ListView<String> lvPrimaryList = new ListView<>();
Button btn = new Button("Select file");
btn.setOnMouseClicked(new EventHandler<MouseEvent>() {
    @Override
    public void handle(MouseEvent mouseEvent) {

        lvPrimaryList.getItems().add("Ъпсурт - Колега.mp3");

    }
});

@g00se

new Scene(new Label("\u041E\u0434\u0438\u043D"));

ListView<Label> lvPrimaryList = new ListView<>();
Button btn = new Button("Select file");
btn.setOnMouseClicked(new EventHandler<MouseEvent>() {
    @Override
    public void handle(MouseEvent mouseEvent) {
        
        lvPrimaryList.getItems().add(new Label("\u041E\u0434\u0438\u043D"));
        
    }
});

This does work. I get, Один.

@Basil Bourque

You may need to specify a font you know to have glyphs for your desired characters. Other Questions have pointed to JavaFX failing to run through fonts properly to find one with needed glyphs.
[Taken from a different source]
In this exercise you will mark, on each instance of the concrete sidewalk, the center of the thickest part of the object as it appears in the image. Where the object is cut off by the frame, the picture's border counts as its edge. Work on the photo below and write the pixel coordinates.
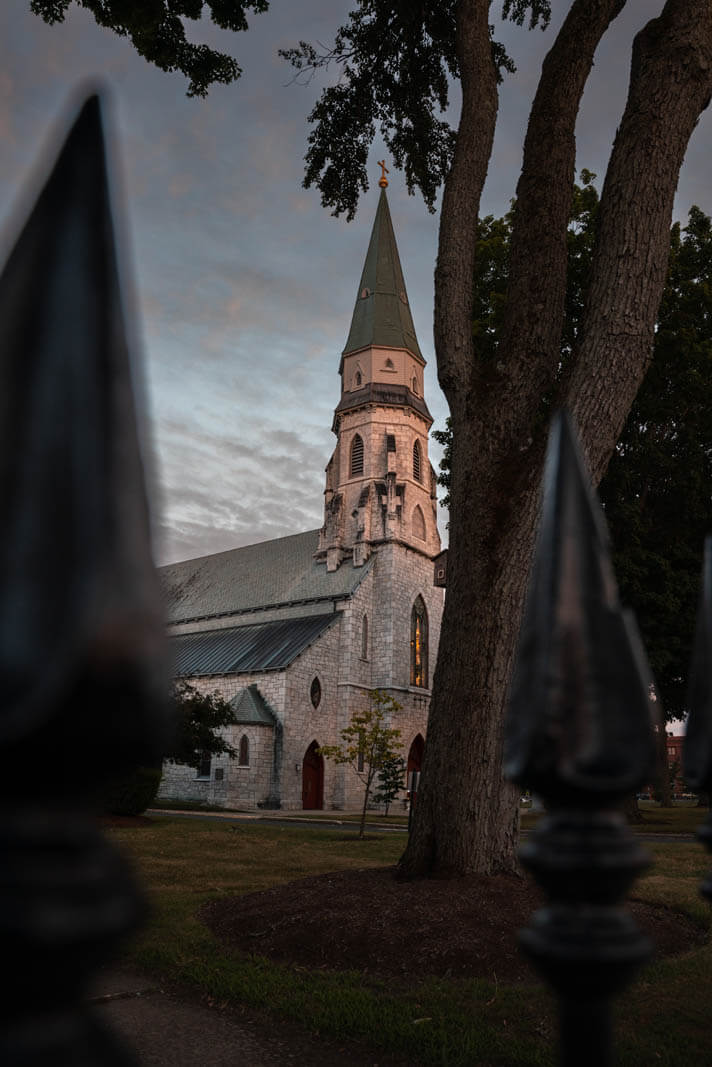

I'm using IBM Plex Sans font.

In my Main.java file, I've added it like so:

Font.loadFont(Objects.requireNonNull(getClass().getResource("fonts/IBMPlexSans-Light.ttf")).toExternalForm(), 14);
Font.loadFont(Objects.requireNonNull(getClass().getResource("fonts/IBMPlexSans-Medium.ttf")).toExternalForm(), 14);
Font.loadFont(Objects.requireNonNull(getClass().getResource("fonts/IBMPlexSans-Regular.ttf")).toExternalForm(), 14);
Font.loadFont(Objects.requireNonNull(getClass().getResource("fonts/IBMPlexSans-SemiBold.ttf")).toExternalForm(), 14);

In my style.css file, I've loaded it via:

.root {
    -fx-font-family: "IBM Plex Sans";
}

I reviewed the font glyphs and it does include Cyrillic, as mentioned in the specifications.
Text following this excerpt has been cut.